Mail Archives: djgpp/2012/06/20/00:15:31
On Apr 30, 8:56 pm, Rugxulo <rugx DOT DOT DOT AT gmail DOT com> wrote:
> Hi,
>
> On Apr 30, 12:01 am, Andris Pavenis <andris DOT pave DOT DOT DOT AT iki DOT fi> wrote:
>
> > On 04/30/2012 06:12 AM, Claude Freeman wrote:
>
> > > Since a lot of distros dropped 586 recently, I don't think anyone's noticed....
>
> When was the last time that a Linux distro could actually run on a
> real 586? Not recently, even the "lightweight" ones barely run on so-
> called 686 anymore, esp. due to RAM or other reasons (drivers?). Hence
> why people like Fedora 11 (switched to i586) quickly jumped to i686
> for F12 (and newer). Though I personally (very highly!) doubt that
> "i686" (bunch of CMOVxx) optimization does jack squat to help for
> newer cpus.
>
> > According to the bug reports for GCC it was noticed.
>
> So why didn't they just revert back to a sane choice? It's quite a
> silly regression.
>
> > The problem is perhaps that few of developers have 586 any more and this problem most likely have
> > very low priority now for them. It is actually detection which CPU features area available what is
> > broken for 586. It is detecting that CMOV can be used when it is really not supported.
>
> This is really not hard, just testing a few bits from CPUID. It's not
> rocket science. But I gather that GCC developers are few (relatively)

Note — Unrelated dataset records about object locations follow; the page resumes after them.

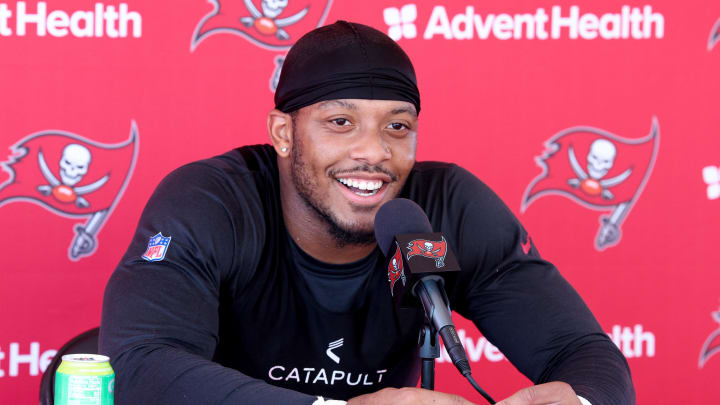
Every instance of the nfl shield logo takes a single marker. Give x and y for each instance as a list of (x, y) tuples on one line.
[(157, 247)]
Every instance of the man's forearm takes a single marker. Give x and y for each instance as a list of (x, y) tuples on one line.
[(596, 370), (161, 374)]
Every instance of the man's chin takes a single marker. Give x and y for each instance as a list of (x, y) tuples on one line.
[(352, 233)]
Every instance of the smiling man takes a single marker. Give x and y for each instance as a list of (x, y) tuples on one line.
[(254, 276)]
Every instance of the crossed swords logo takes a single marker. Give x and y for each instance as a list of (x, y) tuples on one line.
[(74, 165)]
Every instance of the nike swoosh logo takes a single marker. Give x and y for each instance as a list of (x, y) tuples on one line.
[(526, 246)]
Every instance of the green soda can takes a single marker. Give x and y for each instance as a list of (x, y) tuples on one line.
[(84, 379)]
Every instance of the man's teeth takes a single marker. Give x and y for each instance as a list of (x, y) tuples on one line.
[(372, 186)]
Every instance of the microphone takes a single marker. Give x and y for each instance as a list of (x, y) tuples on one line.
[(419, 262)]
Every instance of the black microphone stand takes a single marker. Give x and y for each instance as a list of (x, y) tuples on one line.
[(429, 351)]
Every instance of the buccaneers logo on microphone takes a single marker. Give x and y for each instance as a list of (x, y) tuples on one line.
[(269, 24), (70, 176), (435, 250), (395, 270), (714, 35), (712, 344), (597, 170)]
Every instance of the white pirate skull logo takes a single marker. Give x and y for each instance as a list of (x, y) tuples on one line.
[(74, 165), (273, 8), (600, 159), (266, 22)]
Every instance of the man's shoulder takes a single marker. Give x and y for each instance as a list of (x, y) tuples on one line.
[(242, 160), (440, 178)]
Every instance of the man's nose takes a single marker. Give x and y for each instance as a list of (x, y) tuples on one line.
[(370, 147)]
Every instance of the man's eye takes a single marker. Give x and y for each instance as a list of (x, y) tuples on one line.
[(341, 121)]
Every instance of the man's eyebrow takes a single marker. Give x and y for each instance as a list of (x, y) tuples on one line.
[(337, 103), (401, 110)]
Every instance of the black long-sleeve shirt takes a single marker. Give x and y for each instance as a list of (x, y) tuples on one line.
[(235, 312)]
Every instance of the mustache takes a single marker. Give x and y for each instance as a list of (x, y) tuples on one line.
[(366, 169)]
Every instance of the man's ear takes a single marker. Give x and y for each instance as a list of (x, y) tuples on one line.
[(280, 130)]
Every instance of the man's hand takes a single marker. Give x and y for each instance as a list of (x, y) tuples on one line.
[(555, 393), (409, 396)]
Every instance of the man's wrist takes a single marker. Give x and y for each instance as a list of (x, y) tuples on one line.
[(322, 401)]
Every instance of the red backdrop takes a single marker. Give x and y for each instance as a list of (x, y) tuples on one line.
[(507, 88)]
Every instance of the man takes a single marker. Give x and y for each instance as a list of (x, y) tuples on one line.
[(270, 287)]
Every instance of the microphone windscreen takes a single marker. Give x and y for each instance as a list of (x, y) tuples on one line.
[(398, 216)]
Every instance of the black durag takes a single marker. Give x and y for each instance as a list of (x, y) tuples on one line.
[(344, 61)]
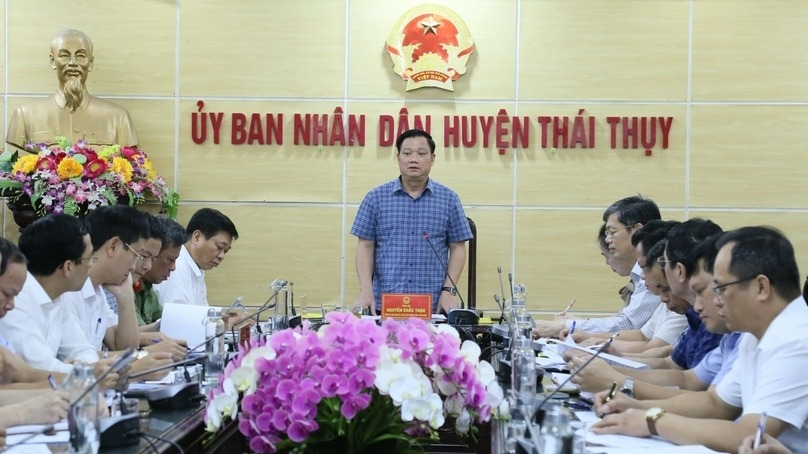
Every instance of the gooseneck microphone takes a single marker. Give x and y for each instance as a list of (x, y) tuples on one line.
[(445, 268), (602, 349), (263, 308), (163, 367), (43, 431), (460, 316)]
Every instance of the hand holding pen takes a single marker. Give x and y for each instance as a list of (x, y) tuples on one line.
[(563, 313)]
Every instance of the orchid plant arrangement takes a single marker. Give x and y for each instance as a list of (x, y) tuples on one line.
[(354, 386), (74, 179)]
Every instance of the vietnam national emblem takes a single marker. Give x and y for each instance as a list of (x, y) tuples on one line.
[(430, 46)]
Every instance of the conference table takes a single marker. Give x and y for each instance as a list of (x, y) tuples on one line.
[(186, 429)]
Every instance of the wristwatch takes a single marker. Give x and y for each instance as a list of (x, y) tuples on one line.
[(651, 417), (628, 387)]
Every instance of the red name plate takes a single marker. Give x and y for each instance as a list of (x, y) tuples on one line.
[(403, 306)]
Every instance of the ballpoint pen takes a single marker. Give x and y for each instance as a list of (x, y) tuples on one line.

> compared to audience and they obviously have a lot of their plates
> (billion architectures and OSes, though mainly focusing on POSIX).
>
> > PS. You can of course try my build of GCC-4.7.0 for DJGPP (seehttp://ap1.pp.fi/djgpp/gcc/4.7.0/),
> > but be warned that I do not know whether this problem is fixed neither I have any 586 system for
> > testing. Also be warned that this version will perhaps be even more memory starved and slow on 586.
>
> Since the OP is the one with the actual 586 he's trying to use, he
> should do this (IMO, feel free to ignore):
>
> 1). Recompile something relatively simple like Gzip (or Bzip2) with
> GCC 2.95.3 with "-O2 -march=pentium", and do a "redir -t gzip -d
> random5mb.tgz".
>
> 2). Do the same but with GCC 4.7.0 (or 4.6.3 or 4.2.3 or whatever).
> Though I would be surprised if it did anything better as I doubt much
> has changed (if anything!!!) in 586 optimizations since then.
>
> So unless you really want newer language standards (C++, Ada) or
> features, I'd stick to older GCCs (or another compiler entirely or
> even interpreter), esp. if you're just dinking around to learn C.
> Though perhaps GCC 3.4.4 would be a good compromise. But on such an
> "old" machine, it's just not reasonable to use latest GCC, IMO.
>
> On my old P166, which I don't use due to broken floppy drive [among
> other things], I just used both my own slimmed C-only 2.95.3 and full
> 3.4.4 for some other stuff [GPC]. Though it was a DOS-only machine,
> heh, so I didn't have the overhead of Windows.
>
> P.S. I should probably mention that, IIRC, 2.7.2.3's "GCC -O2" was as
> fast (or faster) than 2.95.3's -O0. And 3.x obviously slowed down a
> lot vs. 2.x, similar big slowdown for 4.x, so I dunno. Just try a few
> things and get a feel for it. You're the one using it, so it's your
> ultimate decision! (2.7.2.3 [1995-7] only did optimizations 386 or 486
> [only added extra alignment], it was 2.8.1 [1998] that added
> preliminary 586 optimizations [UV pairing], and 2.95.3 [1999-2001]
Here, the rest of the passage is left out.